Bilingual lexicon is an important resource used for various research domains such as natural language processing (NLP), machine translation (MT), information retrieval (IR) [1], sentiment classification [2] and so on. Bilingual corpora, comparable or parallel, are a key to extract it, but so far, a bilingual lexicon for a low-resource language pair like Korean-French has suffered from a difficulty to get it because constructing the bilingual corpora is time-consuming process.

In spite of such a problem, many researchers studied to collect the lexicon in various ways. Some researchers represent words by a context vector based on its lexical context [3]-[5]. In fact, they achieve 80 to 91% accuracy for single terms, even though the performance drops to 60% when specialized small corpora are used by some researchers [6][7]. Other researchers [8]-[10], on the other hand, focused on a size of an initial seed dictionary (basically, bilingual lexicon extraction needs an initial bilingual seed dictionary to translate context vectors). Some researchers [11][12] focused on similar words sharing similar lexical circumstances and one of the approaches [11] will be denoted as the extended context-based approach in the rest of the paper.
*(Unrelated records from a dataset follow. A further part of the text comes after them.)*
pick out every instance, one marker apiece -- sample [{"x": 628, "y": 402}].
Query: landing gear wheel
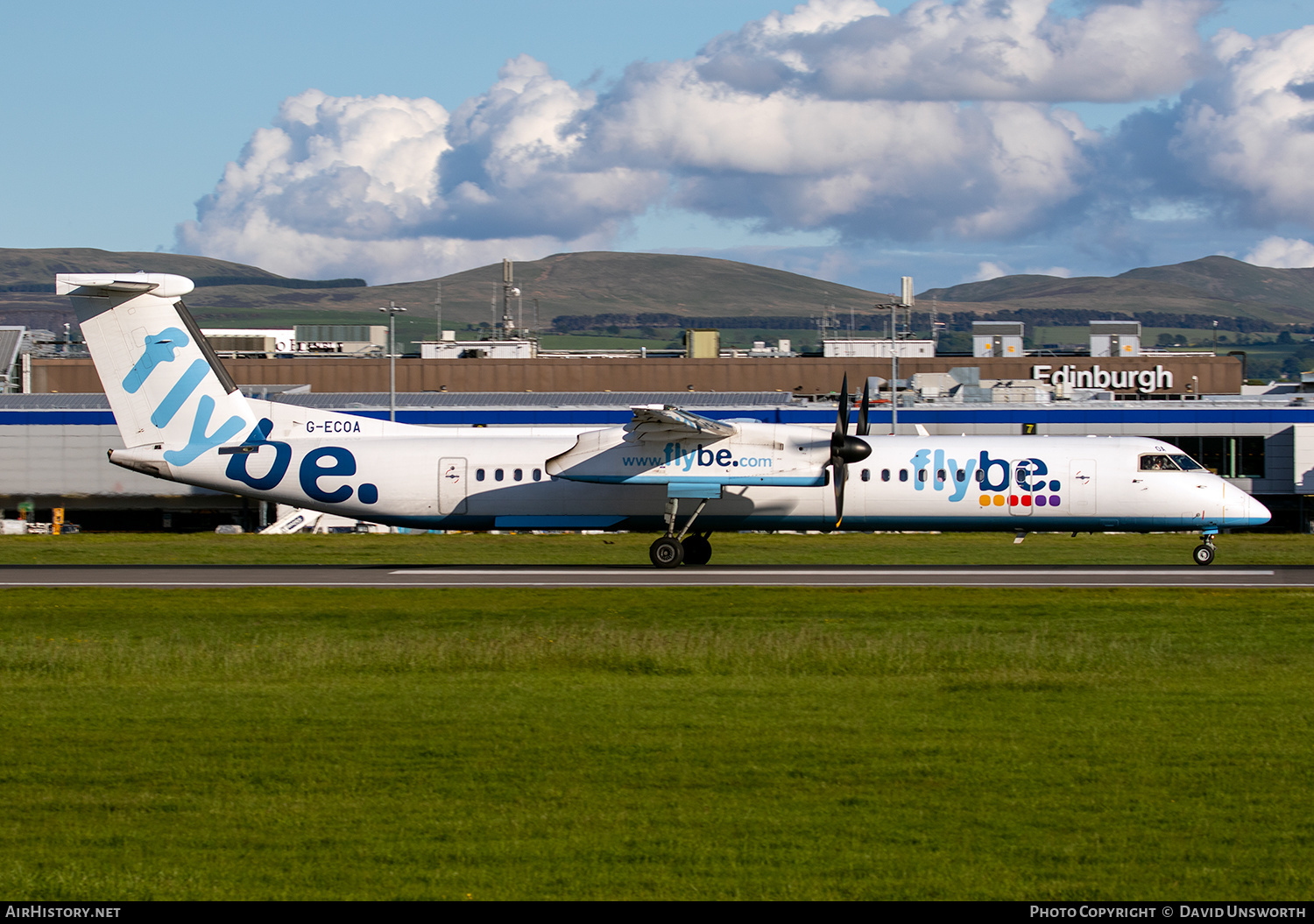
[
  {"x": 698, "y": 551},
  {"x": 667, "y": 553}
]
Alternatively, Seo et al. [13] proposed the standard pivot-based approach that is useful for only a low-resource language pair, and extracts bilingual lexicons using a pivot language such as English.
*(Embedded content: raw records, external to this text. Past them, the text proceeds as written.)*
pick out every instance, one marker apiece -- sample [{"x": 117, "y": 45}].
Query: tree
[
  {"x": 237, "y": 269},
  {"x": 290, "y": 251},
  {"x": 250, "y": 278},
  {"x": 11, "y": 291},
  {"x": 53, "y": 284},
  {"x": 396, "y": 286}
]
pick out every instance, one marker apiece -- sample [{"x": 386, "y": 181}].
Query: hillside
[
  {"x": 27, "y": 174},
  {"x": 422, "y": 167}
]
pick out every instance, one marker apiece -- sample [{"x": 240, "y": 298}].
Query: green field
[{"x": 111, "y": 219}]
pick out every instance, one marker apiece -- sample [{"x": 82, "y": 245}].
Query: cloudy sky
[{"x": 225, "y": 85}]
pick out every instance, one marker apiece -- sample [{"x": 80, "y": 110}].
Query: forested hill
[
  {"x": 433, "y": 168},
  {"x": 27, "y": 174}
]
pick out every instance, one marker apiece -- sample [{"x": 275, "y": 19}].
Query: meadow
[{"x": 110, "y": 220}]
To evaluate these approaches, usually the accuracy or the mean reciprocal rank (MRR) is used [9][13]. These measures focus on finding correct translation candidates (equivalences). Even though rare words as unknown words are much more founded by far than frequent words from a system, we cannot judge whether the system is good or not. To understand easily this problem, this paper also discuss about Rated Recall [14] that considers how many times translation candidates appears in the system. In this paper, we will evaluate the related recall as well as the accuracy and the MRR of the proposed system.
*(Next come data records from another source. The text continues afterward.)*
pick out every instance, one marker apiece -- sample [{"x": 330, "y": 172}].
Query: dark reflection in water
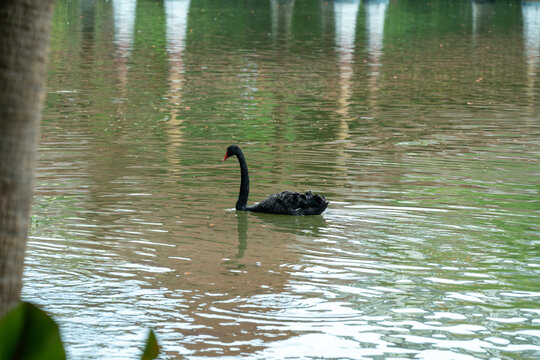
[{"x": 417, "y": 120}]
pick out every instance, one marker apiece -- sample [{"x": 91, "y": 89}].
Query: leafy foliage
[{"x": 27, "y": 332}]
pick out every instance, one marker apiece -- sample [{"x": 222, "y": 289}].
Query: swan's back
[{"x": 291, "y": 203}]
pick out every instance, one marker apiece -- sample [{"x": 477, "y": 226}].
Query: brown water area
[{"x": 417, "y": 120}]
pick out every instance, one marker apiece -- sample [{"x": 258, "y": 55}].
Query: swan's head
[{"x": 232, "y": 150}]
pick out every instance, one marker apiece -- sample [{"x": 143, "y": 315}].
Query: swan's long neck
[{"x": 241, "y": 204}]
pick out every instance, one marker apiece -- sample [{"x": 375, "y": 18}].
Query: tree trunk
[{"x": 24, "y": 44}]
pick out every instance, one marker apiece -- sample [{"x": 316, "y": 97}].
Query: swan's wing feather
[{"x": 292, "y": 203}]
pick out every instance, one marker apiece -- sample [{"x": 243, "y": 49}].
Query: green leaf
[
  {"x": 26, "y": 332},
  {"x": 151, "y": 351}
]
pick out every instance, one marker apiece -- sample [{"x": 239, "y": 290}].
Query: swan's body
[{"x": 285, "y": 203}]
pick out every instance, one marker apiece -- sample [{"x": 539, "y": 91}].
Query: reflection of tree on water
[{"x": 241, "y": 217}]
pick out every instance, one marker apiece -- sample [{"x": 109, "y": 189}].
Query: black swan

The rest of the paper is organized as follows: Section 2 discusses related works, the standard pivot- based approach and the extended context-based approach. Section 3 represents a extended pivot-based approace and Section 4 reports and discusses some experiments. Finally, Section 5 concludes and addresses future works.

2. Related Work

All approaches described in this section are based on the context-based approach that is represented by Rapp [4]. The first motivated work, the standard pivot-based approach, uses a high-resource language like English as a pivot language to extract bilingual lexicons from two sets of parallel corpora (e.g., English-*). Another work, the extended context-based approach, uses comparable corpora in deference to the coverage of the initial bilingual dictionary which is used to translate a source language into a target language [11].

3. Extended Pivot-Based Approach

As described in the previous section, the extended pivot-based approach is pretty motivated from the extended context-based approach represented by Déjean and Gaussier (2002) [11]. That is, a base system is same with the standard pivot-based approach, but the conceptual idea from the extended context-based approach is added. The idea is finding the k nearest words in a source text to identify more confident translation candidates as described in the previous section.

The big question is how the extended context-based approach can be apply to the standard pivot-based approach. As we mentioned before, the step that is finding k nearest words from the extended context-based approach is conducted where all words are from comparable corpora. To compare all context vectors, therefore, k nearest words, s′, in a source text should be translated into target words, s′′, with an initial bilingual dictionary. As a result of the translation task, all words (e.g., s′′ and t) are represented in a common target language so the dimensions of the context vectors are changed to be equal.

However, on the other hand, the situation of the standard pivot-based approach is little bit different. There is a pivot language that connect two different languages (e.g., source and target) so the step for calculating similarity scores can be conducted in much simpler way. The overall structure of the extended pivot-based approach is described in Figure 1.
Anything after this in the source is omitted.